Marganin spojrzał na niskiego mężczyznę o łagodnym głosie i zimnych błękitnych oczach. Admirał Borys Słojuk wyglądał bardziej na piekarza niż przebiegłego szefa drugiej co do wielkości sowieckiej sieci zbierającej informacje.

– Jestem w pełni świadomy, towarzyszu admirale, że ryzykuję swoją karierę w marynarce wojennej i narażam się na więzienie, ale nad moje osobiste ambicje przedkładam obowiązek wobec państwa.

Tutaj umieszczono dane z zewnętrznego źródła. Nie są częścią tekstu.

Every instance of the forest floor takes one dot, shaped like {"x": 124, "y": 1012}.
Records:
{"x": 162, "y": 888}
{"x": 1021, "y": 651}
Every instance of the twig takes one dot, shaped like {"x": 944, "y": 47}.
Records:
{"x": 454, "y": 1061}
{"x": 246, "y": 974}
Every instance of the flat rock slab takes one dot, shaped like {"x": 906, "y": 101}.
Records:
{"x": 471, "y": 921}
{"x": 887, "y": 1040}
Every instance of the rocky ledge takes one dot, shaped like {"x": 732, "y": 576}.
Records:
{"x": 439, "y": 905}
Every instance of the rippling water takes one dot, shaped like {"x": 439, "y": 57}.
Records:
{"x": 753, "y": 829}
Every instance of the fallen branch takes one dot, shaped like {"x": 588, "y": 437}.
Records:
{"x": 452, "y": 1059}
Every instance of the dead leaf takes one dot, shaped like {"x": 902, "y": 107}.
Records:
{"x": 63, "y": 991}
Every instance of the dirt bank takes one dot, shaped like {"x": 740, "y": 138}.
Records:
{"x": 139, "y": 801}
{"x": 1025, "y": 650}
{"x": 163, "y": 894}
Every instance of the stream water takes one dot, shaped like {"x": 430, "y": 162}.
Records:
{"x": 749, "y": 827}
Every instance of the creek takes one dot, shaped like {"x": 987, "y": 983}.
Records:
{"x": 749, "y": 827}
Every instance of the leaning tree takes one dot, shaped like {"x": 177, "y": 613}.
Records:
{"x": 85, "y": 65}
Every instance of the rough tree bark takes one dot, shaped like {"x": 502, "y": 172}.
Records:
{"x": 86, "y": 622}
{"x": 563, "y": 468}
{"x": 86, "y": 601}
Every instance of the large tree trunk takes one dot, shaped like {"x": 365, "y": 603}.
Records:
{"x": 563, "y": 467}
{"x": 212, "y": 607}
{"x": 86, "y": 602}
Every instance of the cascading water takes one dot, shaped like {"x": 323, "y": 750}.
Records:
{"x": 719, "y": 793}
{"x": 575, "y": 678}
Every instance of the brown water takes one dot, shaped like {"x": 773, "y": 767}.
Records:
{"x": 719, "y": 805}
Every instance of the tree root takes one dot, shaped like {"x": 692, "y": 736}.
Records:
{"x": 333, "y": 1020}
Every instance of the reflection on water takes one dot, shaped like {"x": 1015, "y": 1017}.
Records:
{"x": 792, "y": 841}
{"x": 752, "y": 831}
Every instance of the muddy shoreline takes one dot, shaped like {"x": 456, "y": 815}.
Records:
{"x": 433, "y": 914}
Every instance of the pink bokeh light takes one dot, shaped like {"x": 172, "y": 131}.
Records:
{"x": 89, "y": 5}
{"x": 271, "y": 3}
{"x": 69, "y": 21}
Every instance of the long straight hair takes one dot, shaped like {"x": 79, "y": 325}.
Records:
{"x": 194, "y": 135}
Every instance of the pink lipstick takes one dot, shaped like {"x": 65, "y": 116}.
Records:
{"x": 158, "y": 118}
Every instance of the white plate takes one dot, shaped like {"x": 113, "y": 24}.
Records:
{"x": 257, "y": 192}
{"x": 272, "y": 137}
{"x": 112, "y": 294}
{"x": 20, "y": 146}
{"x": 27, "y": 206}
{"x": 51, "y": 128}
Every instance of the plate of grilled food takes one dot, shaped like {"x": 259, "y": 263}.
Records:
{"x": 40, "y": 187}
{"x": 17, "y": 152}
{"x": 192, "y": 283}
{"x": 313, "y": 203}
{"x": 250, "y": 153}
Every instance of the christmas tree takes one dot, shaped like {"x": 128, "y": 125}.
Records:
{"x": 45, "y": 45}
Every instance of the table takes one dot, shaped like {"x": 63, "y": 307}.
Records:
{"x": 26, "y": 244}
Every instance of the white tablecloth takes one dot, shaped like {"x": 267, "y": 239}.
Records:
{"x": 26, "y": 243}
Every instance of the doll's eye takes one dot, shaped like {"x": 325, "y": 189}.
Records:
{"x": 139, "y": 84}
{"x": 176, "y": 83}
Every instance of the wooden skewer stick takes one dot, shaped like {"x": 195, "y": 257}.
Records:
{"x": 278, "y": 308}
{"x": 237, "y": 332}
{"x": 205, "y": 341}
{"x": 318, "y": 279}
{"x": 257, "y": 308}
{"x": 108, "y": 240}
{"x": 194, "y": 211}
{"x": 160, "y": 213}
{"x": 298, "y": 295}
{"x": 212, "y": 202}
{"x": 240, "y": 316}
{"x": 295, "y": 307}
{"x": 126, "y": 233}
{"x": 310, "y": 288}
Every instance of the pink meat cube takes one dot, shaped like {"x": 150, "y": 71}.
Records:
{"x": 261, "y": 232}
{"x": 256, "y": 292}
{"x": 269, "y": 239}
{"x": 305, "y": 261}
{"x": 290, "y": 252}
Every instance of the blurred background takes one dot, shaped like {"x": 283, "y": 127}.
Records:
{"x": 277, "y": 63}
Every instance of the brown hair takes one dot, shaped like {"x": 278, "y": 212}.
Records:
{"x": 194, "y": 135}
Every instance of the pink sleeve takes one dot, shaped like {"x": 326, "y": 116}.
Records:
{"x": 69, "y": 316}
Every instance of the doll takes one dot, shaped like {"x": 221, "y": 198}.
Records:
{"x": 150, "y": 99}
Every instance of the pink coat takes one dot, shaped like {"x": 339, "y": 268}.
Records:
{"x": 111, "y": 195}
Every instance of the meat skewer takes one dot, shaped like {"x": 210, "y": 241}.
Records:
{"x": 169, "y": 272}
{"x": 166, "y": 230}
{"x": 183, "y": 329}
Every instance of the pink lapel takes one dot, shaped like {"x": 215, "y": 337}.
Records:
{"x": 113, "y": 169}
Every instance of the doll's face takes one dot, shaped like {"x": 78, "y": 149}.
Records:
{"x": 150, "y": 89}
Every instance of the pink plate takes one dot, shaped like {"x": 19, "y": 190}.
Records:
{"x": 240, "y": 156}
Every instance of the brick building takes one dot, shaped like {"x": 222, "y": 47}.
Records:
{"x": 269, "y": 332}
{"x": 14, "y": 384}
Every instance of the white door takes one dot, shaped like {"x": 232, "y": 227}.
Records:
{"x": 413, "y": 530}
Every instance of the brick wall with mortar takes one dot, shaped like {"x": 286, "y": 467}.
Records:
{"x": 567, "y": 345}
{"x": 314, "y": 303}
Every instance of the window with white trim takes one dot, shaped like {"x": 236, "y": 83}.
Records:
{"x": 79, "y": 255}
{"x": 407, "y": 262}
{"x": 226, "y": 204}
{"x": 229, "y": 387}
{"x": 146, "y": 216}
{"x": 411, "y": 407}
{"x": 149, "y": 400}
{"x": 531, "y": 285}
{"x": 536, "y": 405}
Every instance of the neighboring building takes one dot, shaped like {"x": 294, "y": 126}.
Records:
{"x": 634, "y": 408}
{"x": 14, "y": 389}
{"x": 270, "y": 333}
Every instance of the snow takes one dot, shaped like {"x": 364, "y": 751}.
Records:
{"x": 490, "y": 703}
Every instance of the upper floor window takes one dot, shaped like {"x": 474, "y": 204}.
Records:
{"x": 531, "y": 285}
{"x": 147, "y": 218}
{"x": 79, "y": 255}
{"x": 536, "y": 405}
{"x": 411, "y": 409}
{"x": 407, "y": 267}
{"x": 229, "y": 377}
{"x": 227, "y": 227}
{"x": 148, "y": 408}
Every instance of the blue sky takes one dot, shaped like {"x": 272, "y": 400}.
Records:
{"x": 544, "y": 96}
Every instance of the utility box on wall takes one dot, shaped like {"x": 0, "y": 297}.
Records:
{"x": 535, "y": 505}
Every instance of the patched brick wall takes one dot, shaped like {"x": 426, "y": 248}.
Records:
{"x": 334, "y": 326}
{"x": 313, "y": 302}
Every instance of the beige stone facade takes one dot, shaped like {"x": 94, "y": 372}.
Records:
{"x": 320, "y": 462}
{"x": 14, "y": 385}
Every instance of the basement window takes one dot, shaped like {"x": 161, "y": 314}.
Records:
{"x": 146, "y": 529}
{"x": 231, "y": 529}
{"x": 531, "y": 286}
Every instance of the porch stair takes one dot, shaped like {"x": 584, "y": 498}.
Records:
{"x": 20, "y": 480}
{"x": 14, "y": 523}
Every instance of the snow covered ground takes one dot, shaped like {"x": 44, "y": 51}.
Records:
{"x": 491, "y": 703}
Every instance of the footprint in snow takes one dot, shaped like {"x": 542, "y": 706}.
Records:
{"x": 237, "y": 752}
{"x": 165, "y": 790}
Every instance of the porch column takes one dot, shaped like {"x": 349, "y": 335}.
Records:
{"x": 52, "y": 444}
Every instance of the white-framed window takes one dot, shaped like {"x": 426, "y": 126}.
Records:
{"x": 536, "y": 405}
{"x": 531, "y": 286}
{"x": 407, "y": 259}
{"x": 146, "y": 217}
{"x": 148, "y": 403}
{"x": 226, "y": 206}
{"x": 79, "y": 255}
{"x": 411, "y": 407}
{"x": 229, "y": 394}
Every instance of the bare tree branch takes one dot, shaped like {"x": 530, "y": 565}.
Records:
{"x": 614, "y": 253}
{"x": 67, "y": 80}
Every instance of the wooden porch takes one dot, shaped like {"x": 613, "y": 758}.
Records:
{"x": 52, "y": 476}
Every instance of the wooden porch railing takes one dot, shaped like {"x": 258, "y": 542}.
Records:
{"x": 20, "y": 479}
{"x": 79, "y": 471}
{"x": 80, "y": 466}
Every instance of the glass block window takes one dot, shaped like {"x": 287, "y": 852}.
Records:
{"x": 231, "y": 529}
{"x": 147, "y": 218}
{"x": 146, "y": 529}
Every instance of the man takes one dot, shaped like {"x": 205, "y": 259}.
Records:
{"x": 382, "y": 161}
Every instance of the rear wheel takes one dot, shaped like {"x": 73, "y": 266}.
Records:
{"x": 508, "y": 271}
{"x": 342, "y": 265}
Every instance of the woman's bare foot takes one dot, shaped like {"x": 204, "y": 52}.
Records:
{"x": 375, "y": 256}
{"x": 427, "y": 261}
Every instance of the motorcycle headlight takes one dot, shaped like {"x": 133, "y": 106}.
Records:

– To bardzo szlachetnie z waszej strony, poruczniku – odparł Słojuk z twarzą pozbawioną wszelkiego wyrazu. – Zarzuty, które przedstawiliście, są bardzo poważne, ja jednak nie mam żadnych dowodów, że kapitan Prewłow jest zdrajcą, a bez nich nie mogę go oskarżyć tylko na podstawie tego, co mówi jego podwładny.

Marganin skinął głową. Do spotkania z admirałem dobrze się jednak przygotował. Dotarcie do Słojuka z pominięciem Prewłowa i normalnej drogi służbowej było naprawdę ryzykownym krokiem, lecz pułapkę zastawił fachowo. Teraz nadszedł decydujący moment. Porucznik spokojnie sięgnął do kieszeni i wyjął kopertę, którą podał przez biurko Słojukowi.

– Tutaj są dowody wpłat dokonywanych na konto numer AZF siedemdziesiąt sześć zero dziewięć w Banque de Lausanne w Szwajcarii. Proszę zwrócić uwagę, towarzyszu admirale, że na to konto regularnie przekazuje duże sumy niejaki W. Wolper, co jest nieudolnym anagramem nazwiska Prewłow.